Les directeurs généraux des instituts nationaux de la statistique (INS) de la Cemac se sont réunis à Douala les 29 et 30 juillet 2024 au cours de la 10ᵉ session du comité sous régional de la statistique afin d’évaluer les travaux liés aux recommandations de la session précédente.

La disponibilité des données statistiques comparables et de qualité est incontournable et reste un défi majeur pour le processus d’intégration. Depuis trois ans déjà, le Programme statistique de la communauté économique et monétaire de l’Afrique (Stat-Cemac) vient répondre à cette préoccupation. Étalée sur la période 2021-2030, l’activité statistique dans la Cemac est en cours d’implémentation.
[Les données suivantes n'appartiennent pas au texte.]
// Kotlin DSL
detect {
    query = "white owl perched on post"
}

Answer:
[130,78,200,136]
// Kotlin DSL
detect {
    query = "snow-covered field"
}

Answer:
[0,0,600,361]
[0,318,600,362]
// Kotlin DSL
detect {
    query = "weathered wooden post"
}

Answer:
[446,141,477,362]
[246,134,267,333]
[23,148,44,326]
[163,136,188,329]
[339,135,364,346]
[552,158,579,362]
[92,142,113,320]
Lors de la 10ᵉ session du comité sous régional de la statistique, tenue pendant deux jours dans la capitale économique camerounaise, les directeurs généraux des pays de la sous-région Afrique jugent la mise en œuvre des recommandations de la session précédente satisfaisante. « Sur 25 recommandations de la précédente session, 15 ont été mises en œuvre, 9 sont en cours et une recommandation n’a pas encore été exécutée. Donc 60% des recommandations ont été exécutées. Nous avons adopté une nouvelle méthodologie qu’on appelle Indice de performance statistique (IPS) dans la zone Cemac pour mesurer les capacités de nos instituts nationaux de statistique (INS) à produire les données dans le délai. Nous avons également examiné la liste des indicateurs que les pays doivent produire»,a affirmé Blaise Bienvenue Ali, directeur général de l’Institut national de la statistique (INS) Centrafrique.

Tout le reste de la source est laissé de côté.